A few strategies will help you. Make building self-confidence a habit and that means practising a lot. The more it becomes a habit, a practised skill, the more secure your inner self will be when you really need it. You must know that often each of us lacks confidence in some areas of life.  Flexibility and confidence go hand in hand. Making the most of your learning from mistakes will go a long way. Being kind to yourself and learning to do little but do it well is a key strategy for building self confidence. Problems with confidence boosters are often rooted in a bad habit of punishing ourselves. If the habit of self negating is reversed gradually, you learn to treat yourself right and your confidence grows stronger.

Q I am an 18- year old college-going girl. Somehow I lack in self- confidence. Since I was a child, I was not good in studies, my teachers did not like me and I had very few friends. Gradually I was able to improve my performance in academics and also enhance my public speaking skills. Now I don’t feel hesitant in talking other people. Still, I am very poor at accepting challenges. Although I could not develop a strong positive attitude within me but I seem to have become assertive. Please advice, how can I remain firm and assertive and keep my identity and self respect?

Answer-There is nothing wrong in the way you are.  It’s a great quality to be assertive and  having an attitude does not mean that one is rude to others. Also, confidence needs to be seen as an understanding of the self and accepting one’s limitations alike, and continue working on them. Assertiveness is a state where you are able to respect other people’s feelings and at the same time, you do not let others do any harm to you. Assertiveness is a skill that can be learnt, and sessions with a counselor would help. Solutions to problems are not custom-made or packaged. You have to try and understand a situation and then put in effort and work with our own circumstances and reach the best solution. In counselling, one can take help to explore these areas.

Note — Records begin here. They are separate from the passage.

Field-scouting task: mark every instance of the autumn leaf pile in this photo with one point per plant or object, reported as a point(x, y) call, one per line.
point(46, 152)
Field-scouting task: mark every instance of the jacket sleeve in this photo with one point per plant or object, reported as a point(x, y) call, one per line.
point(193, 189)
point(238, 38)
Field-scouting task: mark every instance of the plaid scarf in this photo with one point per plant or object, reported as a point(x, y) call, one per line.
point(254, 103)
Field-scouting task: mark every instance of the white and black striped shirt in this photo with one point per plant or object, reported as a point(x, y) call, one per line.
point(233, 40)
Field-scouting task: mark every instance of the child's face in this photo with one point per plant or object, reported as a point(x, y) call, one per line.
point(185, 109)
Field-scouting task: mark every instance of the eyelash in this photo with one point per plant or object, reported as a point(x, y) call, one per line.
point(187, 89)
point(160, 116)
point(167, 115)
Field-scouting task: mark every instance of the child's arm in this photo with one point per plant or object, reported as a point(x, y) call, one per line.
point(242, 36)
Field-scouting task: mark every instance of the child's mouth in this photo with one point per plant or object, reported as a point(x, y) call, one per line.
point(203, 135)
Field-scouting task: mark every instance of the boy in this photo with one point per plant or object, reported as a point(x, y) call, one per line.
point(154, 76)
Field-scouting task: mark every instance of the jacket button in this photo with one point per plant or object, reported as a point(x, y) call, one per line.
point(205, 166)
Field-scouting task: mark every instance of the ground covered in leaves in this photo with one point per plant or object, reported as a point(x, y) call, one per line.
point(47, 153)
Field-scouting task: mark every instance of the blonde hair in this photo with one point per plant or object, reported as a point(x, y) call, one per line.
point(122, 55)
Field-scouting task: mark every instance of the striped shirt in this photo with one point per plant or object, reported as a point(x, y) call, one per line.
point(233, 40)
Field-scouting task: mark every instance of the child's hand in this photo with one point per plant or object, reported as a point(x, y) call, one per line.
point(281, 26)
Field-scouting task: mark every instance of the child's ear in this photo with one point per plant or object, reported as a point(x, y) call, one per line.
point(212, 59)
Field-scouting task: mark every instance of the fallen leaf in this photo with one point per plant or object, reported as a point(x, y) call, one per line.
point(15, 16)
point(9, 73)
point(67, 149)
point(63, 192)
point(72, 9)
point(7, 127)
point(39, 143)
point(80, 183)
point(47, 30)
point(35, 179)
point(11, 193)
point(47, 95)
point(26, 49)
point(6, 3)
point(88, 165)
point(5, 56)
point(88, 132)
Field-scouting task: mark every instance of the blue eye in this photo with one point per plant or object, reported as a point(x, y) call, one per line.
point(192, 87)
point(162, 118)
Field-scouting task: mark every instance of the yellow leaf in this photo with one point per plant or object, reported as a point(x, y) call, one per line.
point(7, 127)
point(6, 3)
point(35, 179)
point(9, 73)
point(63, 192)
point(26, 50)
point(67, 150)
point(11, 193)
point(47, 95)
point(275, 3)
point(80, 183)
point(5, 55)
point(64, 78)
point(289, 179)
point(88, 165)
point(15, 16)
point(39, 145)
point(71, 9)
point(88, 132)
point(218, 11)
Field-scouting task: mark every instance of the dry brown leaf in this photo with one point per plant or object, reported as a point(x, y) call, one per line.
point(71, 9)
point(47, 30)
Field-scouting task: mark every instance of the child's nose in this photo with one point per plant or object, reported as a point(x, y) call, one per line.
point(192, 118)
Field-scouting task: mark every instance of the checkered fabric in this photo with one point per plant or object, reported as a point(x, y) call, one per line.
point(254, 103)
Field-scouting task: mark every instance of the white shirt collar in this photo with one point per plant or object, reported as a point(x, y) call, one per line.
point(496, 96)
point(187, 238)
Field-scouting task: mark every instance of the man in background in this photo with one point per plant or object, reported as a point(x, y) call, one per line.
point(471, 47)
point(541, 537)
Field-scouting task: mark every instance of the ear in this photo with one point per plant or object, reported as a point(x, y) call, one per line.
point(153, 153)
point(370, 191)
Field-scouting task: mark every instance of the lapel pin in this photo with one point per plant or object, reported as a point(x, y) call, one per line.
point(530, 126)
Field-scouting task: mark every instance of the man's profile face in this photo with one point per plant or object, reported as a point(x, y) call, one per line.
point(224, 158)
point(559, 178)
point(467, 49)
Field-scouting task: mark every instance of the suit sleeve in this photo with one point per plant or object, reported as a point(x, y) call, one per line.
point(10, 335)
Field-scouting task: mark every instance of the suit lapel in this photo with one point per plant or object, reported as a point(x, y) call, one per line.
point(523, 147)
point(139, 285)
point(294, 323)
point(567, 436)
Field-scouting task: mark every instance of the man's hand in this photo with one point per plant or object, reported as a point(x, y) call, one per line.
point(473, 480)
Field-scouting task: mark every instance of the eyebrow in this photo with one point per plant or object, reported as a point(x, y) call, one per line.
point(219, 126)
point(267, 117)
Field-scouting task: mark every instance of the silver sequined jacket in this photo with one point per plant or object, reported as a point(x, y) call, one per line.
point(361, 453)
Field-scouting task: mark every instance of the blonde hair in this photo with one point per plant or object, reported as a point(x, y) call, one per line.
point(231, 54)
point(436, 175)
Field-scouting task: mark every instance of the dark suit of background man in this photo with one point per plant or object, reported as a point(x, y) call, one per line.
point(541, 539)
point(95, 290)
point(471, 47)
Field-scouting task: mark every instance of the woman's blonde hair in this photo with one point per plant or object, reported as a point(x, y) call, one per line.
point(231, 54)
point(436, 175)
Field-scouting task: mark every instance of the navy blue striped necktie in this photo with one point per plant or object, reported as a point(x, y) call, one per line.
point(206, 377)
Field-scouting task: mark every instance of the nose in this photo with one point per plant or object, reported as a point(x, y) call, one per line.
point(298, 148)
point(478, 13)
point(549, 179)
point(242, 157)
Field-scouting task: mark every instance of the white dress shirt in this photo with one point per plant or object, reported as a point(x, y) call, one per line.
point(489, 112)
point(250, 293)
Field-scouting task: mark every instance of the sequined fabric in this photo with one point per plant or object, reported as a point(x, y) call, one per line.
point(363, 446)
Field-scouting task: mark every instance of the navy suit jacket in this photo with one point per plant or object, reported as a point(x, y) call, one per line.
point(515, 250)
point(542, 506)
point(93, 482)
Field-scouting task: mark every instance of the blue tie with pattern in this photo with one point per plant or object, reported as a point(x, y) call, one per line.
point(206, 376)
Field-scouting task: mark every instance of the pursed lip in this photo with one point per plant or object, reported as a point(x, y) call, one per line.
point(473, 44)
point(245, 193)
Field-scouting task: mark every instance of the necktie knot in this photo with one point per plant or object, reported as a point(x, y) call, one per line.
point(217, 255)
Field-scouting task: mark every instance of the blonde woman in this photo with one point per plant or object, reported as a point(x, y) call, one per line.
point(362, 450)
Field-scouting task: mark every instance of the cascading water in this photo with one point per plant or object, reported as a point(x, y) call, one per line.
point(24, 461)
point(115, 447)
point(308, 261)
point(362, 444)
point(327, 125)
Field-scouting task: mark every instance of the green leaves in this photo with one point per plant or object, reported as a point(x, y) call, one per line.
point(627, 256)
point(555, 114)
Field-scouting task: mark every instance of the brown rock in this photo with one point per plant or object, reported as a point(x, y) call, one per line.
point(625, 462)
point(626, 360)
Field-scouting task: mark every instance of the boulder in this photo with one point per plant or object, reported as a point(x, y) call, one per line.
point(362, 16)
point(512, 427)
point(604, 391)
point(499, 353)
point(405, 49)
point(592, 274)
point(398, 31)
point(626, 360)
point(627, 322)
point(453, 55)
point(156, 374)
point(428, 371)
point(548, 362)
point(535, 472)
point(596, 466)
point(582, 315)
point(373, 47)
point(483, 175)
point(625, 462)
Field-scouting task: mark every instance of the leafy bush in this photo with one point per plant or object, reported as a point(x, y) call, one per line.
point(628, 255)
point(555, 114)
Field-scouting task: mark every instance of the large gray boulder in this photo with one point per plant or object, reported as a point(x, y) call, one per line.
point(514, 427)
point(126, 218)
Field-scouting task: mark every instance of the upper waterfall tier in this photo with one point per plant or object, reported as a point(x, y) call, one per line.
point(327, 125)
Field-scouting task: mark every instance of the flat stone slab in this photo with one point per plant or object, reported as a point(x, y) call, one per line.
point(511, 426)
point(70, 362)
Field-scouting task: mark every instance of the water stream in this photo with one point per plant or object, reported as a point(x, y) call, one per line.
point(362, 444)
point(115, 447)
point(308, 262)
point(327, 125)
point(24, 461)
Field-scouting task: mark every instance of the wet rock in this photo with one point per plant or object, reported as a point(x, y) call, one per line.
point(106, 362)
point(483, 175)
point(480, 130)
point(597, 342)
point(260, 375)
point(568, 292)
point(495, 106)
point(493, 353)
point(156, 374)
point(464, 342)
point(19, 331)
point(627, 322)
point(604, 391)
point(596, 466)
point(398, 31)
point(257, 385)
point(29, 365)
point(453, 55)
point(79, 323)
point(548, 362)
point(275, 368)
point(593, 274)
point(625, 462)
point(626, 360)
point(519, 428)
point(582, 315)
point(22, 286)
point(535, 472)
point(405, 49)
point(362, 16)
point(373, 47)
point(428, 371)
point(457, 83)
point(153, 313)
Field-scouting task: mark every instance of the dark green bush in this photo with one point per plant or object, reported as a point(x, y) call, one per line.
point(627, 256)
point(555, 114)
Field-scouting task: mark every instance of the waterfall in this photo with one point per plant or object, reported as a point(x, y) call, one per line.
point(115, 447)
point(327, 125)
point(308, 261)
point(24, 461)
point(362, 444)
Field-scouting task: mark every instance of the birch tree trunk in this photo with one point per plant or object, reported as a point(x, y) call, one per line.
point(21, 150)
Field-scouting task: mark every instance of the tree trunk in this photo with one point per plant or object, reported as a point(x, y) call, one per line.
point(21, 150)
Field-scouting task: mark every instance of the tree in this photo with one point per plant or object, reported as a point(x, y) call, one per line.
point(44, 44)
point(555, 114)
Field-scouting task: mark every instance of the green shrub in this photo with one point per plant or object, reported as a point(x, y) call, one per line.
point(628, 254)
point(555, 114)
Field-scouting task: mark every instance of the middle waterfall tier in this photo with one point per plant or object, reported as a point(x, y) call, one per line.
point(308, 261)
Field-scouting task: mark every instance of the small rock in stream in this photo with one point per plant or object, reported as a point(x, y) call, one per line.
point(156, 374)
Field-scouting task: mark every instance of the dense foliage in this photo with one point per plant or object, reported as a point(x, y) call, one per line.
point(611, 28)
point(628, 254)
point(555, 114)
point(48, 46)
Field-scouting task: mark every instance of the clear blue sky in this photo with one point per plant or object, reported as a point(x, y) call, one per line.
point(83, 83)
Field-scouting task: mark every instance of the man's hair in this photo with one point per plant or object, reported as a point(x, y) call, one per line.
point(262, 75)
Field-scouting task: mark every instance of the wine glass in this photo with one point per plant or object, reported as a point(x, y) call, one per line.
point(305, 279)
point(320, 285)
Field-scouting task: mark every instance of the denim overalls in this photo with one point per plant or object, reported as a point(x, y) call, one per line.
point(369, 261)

To be confident, start with appreciating yourself, focus on your positive points, try and achieve those things that you can, give importance to family and social network, and take care of yourself. Take charge of your life and be the way you would like to see yourself. Good Luck!

Q I am an 18 year old girl and will be joining college soon. Since my admission I keep having fights with my parents over what I wish to do in college. I am not too sure about the social interest in college life and course that I have chosen. Now I am getting very scared about how I will handle college life, especially interaction with boys as I was in all girls’ school throughout. What if I don’t do well in my studies, or I don’t get along with anyone. I feel seriously apprehensive. Nothing seems to be working in my mind. Please help.

Answer-Starting college is a huge step in life and everyone wants it to be perfect. So it is completely normal to have worries and apprehensions about it. And in such a situation, when you are feeling miserable, it usually helps to talk to someone about how you feel. The other person doesn’t need to give you advice; in fact, it is often better if they don’t. They may not have all the facts and you may not want to share all the facts either, but their opinions will be helpful and they can help you see the perspective more clearly. You can have a talk with whoever you are more comfortable with, about what’s bothering you. Share your worries about upcoming college life with your parents. As you and your parents have different opinions about how college life should be, talking to them may seem difficult and initially they may disagree or even get angry, but when they see that you are unhappy and worried, they will be on your side and will want to help you.

Coming to your apprehension about interacting with boys, isn’t it natural. Well, you can start with interacting in groups  and treat them like any other friends, than just boys or men. Eventually, you will be comfortable about individual interactions with boys and you will feel at ease around them. So just relax and look forward to, which can be the best phase of your life.